L'attaque a visé une banlieue au sud de Beyrouth, la capitale du Hezbollah, mardi soir.
Mardi soir, l'armée israélienne a déclaré avoir tué Shukr, un individu qu'elle considère comme le plus haut commandant du Hezbollah et affirme être derrière l'attaque du 27 juillet qui a fait 12 morts dans les Golan.
L'organisation pro-iranienne Hezbollah a rejeté toutes les accusations liées à l'attaque contre le Golan.
L'attaque aérienne de Beyrouth survient quelques heures seulement avant l'assassinat mercredi matin du dirigeant du Hamas Ismail Haniyeh en Iran, un événement qui suscite des inquiétudes quant à la possibilité d'une escalade dans le conflit régional.
Le secrétaire général du Hezbollah, Hassan Nasrallah, s'exprimera jeudi lors des funérailles de Shukr.
Shukr était un conseiller sous Nasrallah, selon des sources du Hezbollah.
Le ministre israélien de la Défense, Yoav Gallant affirme que Shukr "a les mains souillées du sang des Israéliens. le monde est au-delà de la capacité de nos forces à assurer cette réalité. "
Deux sources de la sécurité libanaise ont déclaré que le corps de Shukr avait été découvert sous les décombres mercredi soir, près de 24 heures après l'attaque aérienne.
Les sources santé Les forces de sécurité ont indiqué qu'au moins deux femmes et deux enfants avaient été tués dans l'attaque aérienne.

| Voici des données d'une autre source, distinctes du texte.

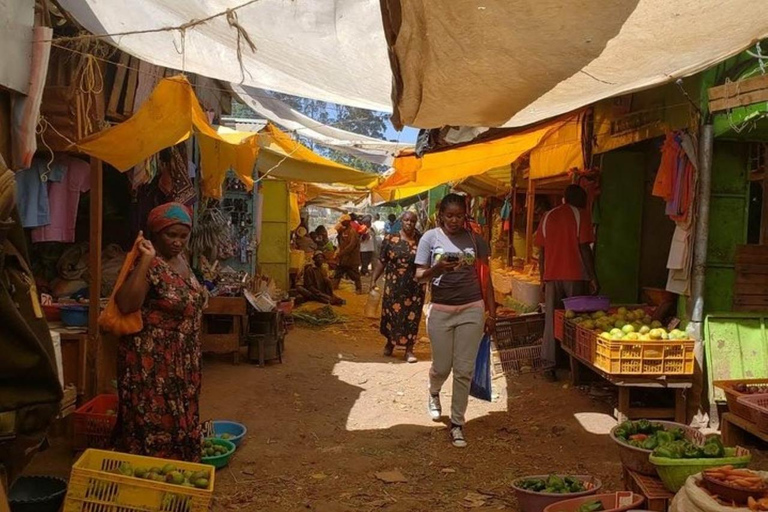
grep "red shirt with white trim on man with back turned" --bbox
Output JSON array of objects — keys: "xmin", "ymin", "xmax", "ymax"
[{"xmin": 536, "ymin": 204, "xmax": 595, "ymax": 281}]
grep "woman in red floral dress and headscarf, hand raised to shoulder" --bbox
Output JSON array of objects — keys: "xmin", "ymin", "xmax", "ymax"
[{"xmin": 115, "ymin": 203, "xmax": 206, "ymax": 462}]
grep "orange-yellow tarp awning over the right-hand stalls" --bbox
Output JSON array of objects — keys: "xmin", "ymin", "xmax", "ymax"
[{"xmin": 375, "ymin": 112, "xmax": 584, "ymax": 201}]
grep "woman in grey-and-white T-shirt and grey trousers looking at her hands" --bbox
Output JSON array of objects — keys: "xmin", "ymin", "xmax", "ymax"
[{"xmin": 416, "ymin": 194, "xmax": 496, "ymax": 448}]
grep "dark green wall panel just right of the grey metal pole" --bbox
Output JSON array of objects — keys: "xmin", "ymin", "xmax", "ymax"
[{"xmin": 704, "ymin": 140, "xmax": 749, "ymax": 312}]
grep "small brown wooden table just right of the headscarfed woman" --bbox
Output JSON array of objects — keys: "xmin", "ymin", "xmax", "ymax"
[{"xmin": 200, "ymin": 297, "xmax": 248, "ymax": 364}]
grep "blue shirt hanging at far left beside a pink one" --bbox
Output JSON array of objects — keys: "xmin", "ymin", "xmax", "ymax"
[{"xmin": 15, "ymin": 158, "xmax": 66, "ymax": 228}]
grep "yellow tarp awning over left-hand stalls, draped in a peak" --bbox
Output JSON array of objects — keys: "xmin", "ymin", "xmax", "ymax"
[{"xmin": 75, "ymin": 76, "xmax": 378, "ymax": 197}]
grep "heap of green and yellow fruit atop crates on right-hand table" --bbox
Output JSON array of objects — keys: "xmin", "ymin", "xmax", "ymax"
[{"xmin": 565, "ymin": 307, "xmax": 690, "ymax": 341}]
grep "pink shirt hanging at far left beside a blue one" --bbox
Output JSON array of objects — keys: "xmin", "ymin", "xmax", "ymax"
[{"xmin": 32, "ymin": 157, "xmax": 91, "ymax": 243}]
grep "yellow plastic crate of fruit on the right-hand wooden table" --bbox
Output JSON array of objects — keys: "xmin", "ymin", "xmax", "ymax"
[{"xmin": 595, "ymin": 337, "xmax": 694, "ymax": 375}]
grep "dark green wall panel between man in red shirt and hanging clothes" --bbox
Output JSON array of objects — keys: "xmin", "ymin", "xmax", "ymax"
[{"xmin": 595, "ymin": 151, "xmax": 645, "ymax": 304}]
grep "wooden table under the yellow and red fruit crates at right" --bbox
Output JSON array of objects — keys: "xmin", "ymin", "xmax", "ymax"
[{"xmin": 561, "ymin": 343, "xmax": 693, "ymax": 424}]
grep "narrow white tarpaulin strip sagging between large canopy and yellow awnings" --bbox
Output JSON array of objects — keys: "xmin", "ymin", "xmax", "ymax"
[{"xmin": 231, "ymin": 84, "xmax": 410, "ymax": 166}]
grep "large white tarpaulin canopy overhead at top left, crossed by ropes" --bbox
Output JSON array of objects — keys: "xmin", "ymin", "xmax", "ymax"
[{"xmin": 59, "ymin": 0, "xmax": 392, "ymax": 112}]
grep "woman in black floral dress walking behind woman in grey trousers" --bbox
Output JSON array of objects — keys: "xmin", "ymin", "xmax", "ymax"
[{"xmin": 371, "ymin": 212, "xmax": 424, "ymax": 363}]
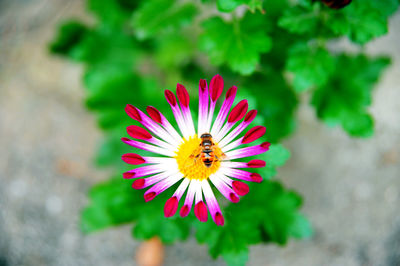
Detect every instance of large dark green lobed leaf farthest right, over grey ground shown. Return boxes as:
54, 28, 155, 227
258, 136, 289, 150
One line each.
311, 54, 389, 137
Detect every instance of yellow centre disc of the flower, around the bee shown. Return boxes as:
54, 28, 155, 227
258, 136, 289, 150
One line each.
175, 135, 223, 180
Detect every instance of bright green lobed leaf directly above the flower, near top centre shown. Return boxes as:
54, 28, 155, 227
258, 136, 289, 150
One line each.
199, 14, 271, 75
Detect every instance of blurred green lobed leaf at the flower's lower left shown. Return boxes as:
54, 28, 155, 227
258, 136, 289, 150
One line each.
81, 177, 192, 243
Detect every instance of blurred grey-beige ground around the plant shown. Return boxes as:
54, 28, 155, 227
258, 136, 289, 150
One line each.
0, 0, 400, 266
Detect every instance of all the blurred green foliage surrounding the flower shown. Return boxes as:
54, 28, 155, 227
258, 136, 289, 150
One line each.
49, 0, 399, 265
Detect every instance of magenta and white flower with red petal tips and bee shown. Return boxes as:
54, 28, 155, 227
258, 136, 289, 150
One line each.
122, 75, 269, 225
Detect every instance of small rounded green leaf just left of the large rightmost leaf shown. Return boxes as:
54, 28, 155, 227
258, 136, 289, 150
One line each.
286, 43, 335, 92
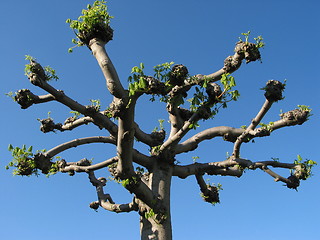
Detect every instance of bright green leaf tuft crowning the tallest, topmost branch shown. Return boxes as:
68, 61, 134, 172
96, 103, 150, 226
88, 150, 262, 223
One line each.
66, 1, 113, 53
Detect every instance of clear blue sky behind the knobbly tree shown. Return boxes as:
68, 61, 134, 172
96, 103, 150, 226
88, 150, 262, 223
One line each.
0, 0, 320, 240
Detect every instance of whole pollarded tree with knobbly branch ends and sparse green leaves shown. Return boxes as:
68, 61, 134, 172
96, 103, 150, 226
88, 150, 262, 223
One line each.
8, 1, 316, 240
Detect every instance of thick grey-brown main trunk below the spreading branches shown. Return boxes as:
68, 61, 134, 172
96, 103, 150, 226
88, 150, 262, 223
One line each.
140, 160, 172, 240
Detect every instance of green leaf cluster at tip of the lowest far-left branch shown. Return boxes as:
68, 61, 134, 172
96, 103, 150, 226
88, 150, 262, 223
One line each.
6, 144, 38, 176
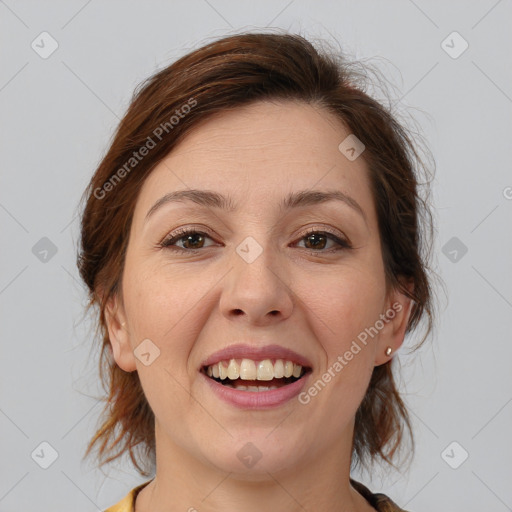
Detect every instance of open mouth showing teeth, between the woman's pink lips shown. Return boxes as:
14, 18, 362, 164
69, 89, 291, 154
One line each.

"Nous sommes prêts à combattre"
L'attaque a détruit un grand coin du gratte-ciel et fait tomber des débris enflammés sur la rue devant le bâtiment.
Les ministres et les législateurs libanais se sont rendus sur place mercredi. parlementaire Le porte-parole du Hezbollah, Ali Ammar a condamné l'attaque de la banlieue de Dahiyeh ainsi que le meurtre de Haniyeh à Téhéran.
Ammar a déclaré: " Cet ennemi (Israël) lance un appel à la guerre et nous sommes prêts à le faire, si Dieu le veut.
Le cabinet libanais a tenu une réunion d'urgence mercredi matin pour discuter de l'attaque aérienne contre Beyrouth, et un communiqué a été lu par le ministre de l'Information Ziad Makary devant la presse.
Makary a condamné l'attaque et prédit une riposte du Hezbollah, mais le gouvernement libanais craint que la situation ne devienne " incontrôlable ".
"Le Liban ne veut pas de guerre", a-t-il déclaré, ajoutant que son gouvernement s'engagerait dans des efforts diplomatiques pour apaiser les tensions.